Yep, it could be a presentation bug.
The related symptom is, when you look at the departures / arrivals from an airport, when these incorrectly marked flights are en route, they do not appear as departures and en route either.
I first discovered the bug when I started seeing some arrivals on return trips that had no corresponding departures and no overnight stops or legs between two other airports, and wondered “how did they get to KATS from 7T7 when they clearly arrived from KHOB to 7T7 hours later and looking at the aircraft track, there was a KATS to KHOB leg?”
Then since about 1/4 of that traffic passes either directly overhead or so close I can grab the binoculars out of the truck and read the tail numbers both in-bound and out-bound, it becomes conspicuous when direct visual ground truth did not align with the database.
You’re welcome. I have learned from having been on both the tech support end of things and the field user end of stuff that the more details that can be observed and noted of a phenomena, the better the odds of finding the cause, especially if it is an intermittent / transitory or a “hit and miss” kind of thing that is hard to replicate consistently.
Just checked my off-line list against the departure list and it appears to be fixed. All of the aircraft except one in my off-line hand-maintained list either show completed flights or en route this morning.
The only one that shows up as “Scheduled” apparently did not fly on Tuesday, and the “upcoming flight” is from a week ago, despite several subsequent flights over the weekend and Monday.
It kind of makes me think that it takes some new flights after the bug fix “for the rat to pass all the way through the snake and its remnants come out the other end”.
But this is the only artifact that remains that I found doing a “roll call” of the same list I checked Monday.
The 7T7 departure page list appears to match my roll call so far.
I have a whole other thing that maybe you can look at that goes back quite a while, concerning KML files where there is a bogus arrival and / or departure.
While I manually edit the files after downloading to fix this, it would be nice to do it upstream at the server level.
That is the two fake airport placemark tags at the start of the KML file, which have coordinates of zero, zero.

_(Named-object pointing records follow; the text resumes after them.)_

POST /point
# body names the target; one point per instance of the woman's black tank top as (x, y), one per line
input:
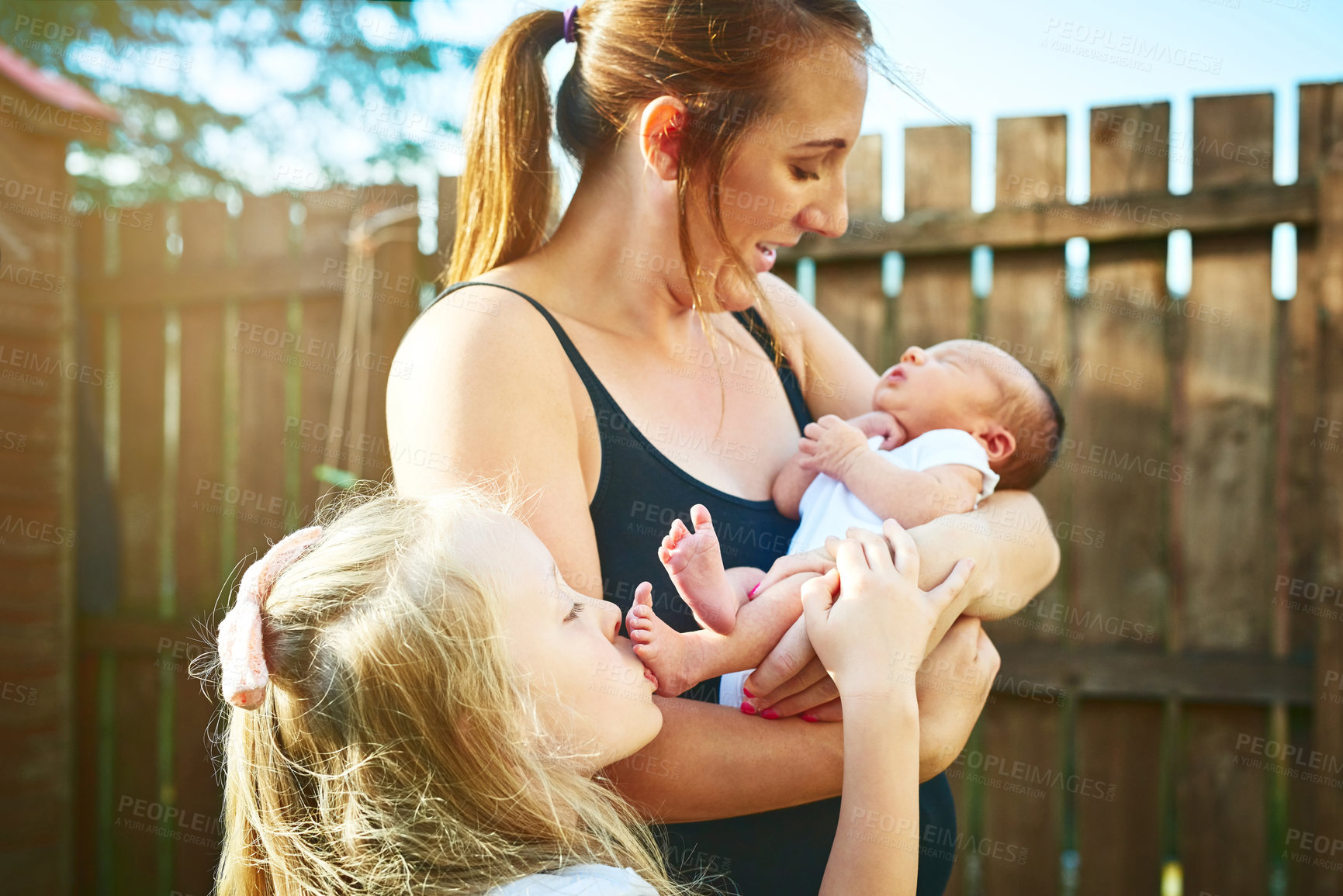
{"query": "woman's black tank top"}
(639, 493)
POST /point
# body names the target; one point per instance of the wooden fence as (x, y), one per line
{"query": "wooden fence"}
(1172, 701)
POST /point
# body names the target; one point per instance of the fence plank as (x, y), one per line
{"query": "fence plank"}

Symptom appears in Google Earth when you open one of these files (if unedited first). It gives you whiplash because the globe spins violently around to the Atlantic Ocean off the coast of Africa, thousands of miles from where you were looking. Because, of course, coordinates of zero, zero are there, where the equator intersects the Prime Meridian.
My workaround is to just delete those placemarks from the KML file outright. I replace them with a comment “invalid departure” or “invalid arrival”. It keeps Google Earth happy.

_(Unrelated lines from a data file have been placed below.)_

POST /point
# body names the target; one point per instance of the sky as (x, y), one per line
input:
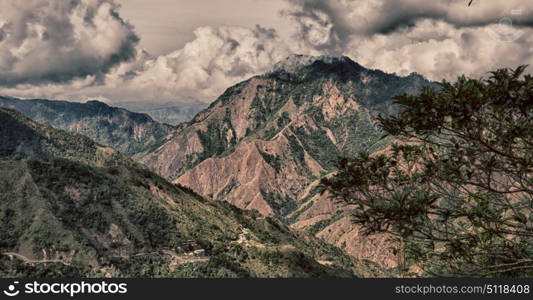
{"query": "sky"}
(183, 50)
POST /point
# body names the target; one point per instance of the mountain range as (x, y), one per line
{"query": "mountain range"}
(172, 113)
(129, 132)
(70, 207)
(262, 147)
(265, 143)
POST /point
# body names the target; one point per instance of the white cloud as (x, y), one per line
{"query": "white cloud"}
(57, 41)
(439, 39)
(214, 60)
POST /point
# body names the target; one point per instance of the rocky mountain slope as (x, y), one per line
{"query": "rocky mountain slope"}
(265, 143)
(265, 140)
(70, 207)
(131, 133)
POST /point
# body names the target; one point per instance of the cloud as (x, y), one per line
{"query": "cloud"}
(47, 42)
(214, 60)
(439, 39)
(82, 49)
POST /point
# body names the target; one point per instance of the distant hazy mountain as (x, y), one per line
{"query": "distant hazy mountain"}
(168, 113)
(265, 143)
(128, 132)
(70, 207)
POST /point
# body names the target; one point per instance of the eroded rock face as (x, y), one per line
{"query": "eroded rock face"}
(266, 142)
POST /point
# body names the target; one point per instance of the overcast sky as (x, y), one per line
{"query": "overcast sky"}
(180, 50)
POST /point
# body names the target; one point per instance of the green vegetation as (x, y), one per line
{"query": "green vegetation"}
(70, 208)
(456, 187)
(128, 132)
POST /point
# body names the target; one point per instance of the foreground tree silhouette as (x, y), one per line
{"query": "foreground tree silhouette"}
(456, 185)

A better solution is to replace the bogus zero zero lat/long with the first seen coordinates in the linestring, or last seen coordinates, respectively.

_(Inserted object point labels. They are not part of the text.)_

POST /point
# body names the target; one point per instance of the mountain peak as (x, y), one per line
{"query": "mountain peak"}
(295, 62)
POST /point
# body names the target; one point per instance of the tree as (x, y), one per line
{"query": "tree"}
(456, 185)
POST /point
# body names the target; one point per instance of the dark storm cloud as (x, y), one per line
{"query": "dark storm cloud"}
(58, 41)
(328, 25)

Eventually when I’m fiddling around with file and string manipulation within a file with Python I might do exactly that - open the file, and replace those coordinates.
Second - “first seen near” type flights are not putting the arrival airport into the KML file content or into the filename. This has been going on for at least a year, probably a lot longer.
An on-airport departure and off-airport track end will show up as (airport)_INVALID in the filename, and the departure airport appears in the KML file - so it’s just the bogus zero zero coordinate “arrival” that I have to go fix.
But an off-airport departure and on-airport arrival shows both as bogus. It should show INVALID_(airport) in the filename and have the arrival airport placemark in the KML for the naming and structure convention to be symmetrical / complementary and consistent.